Jro Widhi juga menyoroti pentingnya pemasangan penjor sebagai bagian dari identitas budaya Bali, bukan sekadar simbol keagamaan. Mengacu pada Peraturan Daerah, ia mengajak seluruh pihak — tanpa memandang latar belakang agama — baik warga, pengelola hotel, perkantoran, maupun perusahaan untuk ikut memasang penjor sebagai wujud penghormatan terhadap tempat mereka hidup dan berusaha.
“Penjor adalah ikon budaya yang harus dijaga bersama. Ini cara nyata melestarikan taksu atau kesakralan Bali,” tegasnya.
Selain aspek budaya, ia menyampaikan usulan strategis kepada Pemerintah Provinsi Bali: menertibkan administrasi kependudukan dan kepemilikan aset, serta mewajibkan warga pendatang terdaftar dan terintegrasi dalam lingkungan banjar adat. Langkah ini dinilai penting untuk mendukung program Nangun Sat Kerthi Loka Bali agar tata kelola wilayah lebih tertib dan terjaga.
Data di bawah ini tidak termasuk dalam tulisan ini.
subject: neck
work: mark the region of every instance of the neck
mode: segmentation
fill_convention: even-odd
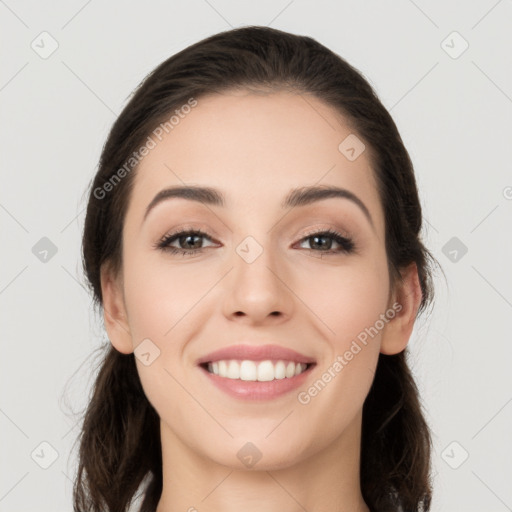
[[[156,512],[369,512],[360,489],[361,414],[322,451],[265,469],[218,464],[163,422],[160,432],[163,489]]]

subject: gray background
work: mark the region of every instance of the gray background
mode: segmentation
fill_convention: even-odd
[[[0,1],[0,510],[72,508],[78,428],[63,393],[86,403],[87,358],[106,339],[80,243],[111,124],[157,64],[248,24],[316,38],[395,119],[446,273],[410,343],[434,435],[432,510],[512,510],[511,17],[505,0]]]

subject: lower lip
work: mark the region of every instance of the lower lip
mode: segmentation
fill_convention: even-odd
[[[206,374],[214,386],[224,391],[228,395],[242,400],[270,400],[277,398],[303,385],[308,378],[314,364],[299,375],[285,377],[284,379],[274,379],[266,382],[247,381],[240,379],[227,379],[214,373],[210,373],[202,366],[199,369]]]

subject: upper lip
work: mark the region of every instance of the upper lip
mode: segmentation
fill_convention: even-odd
[[[240,359],[250,361],[282,360],[293,361],[295,363],[314,363],[312,357],[300,354],[291,348],[281,347],[279,345],[232,345],[210,352],[199,358],[196,364],[210,363],[226,359]]]

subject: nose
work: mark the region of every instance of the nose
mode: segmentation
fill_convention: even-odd
[[[243,248],[248,250],[244,253]],[[233,255],[234,268],[225,283],[224,315],[254,325],[286,321],[293,314],[294,294],[284,263],[270,249],[255,247],[254,241],[243,248]],[[261,254],[252,260],[255,250]]]

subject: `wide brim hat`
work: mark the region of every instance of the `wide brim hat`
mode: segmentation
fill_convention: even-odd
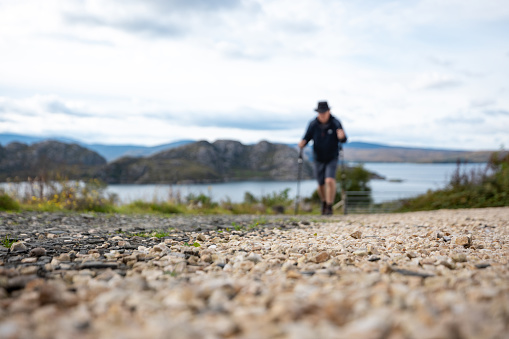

“Siapa pun yang tinggal dan mencari rezeki di Bali wajib mematuhi aturan hukum dan norma adat. Jangan hanya mengambil keuntungan ekonomi, tapi mengabaikan kelestarian lingkungan dan budayanya,” tandasnya.
Menurut Jro Widhi, Bali adalah aset bersama, kebanggaan nasional, dan penyumbang devisa penting bagi negara. Oleh karena itu, tanggung jawab menjaga keaslian dan keindahannya tidak hanya dibebankan kepada umat Hindu, melainkan menjadi kewajiban seluruh elemen masyarakat yang bernaung di Pulau Dewata.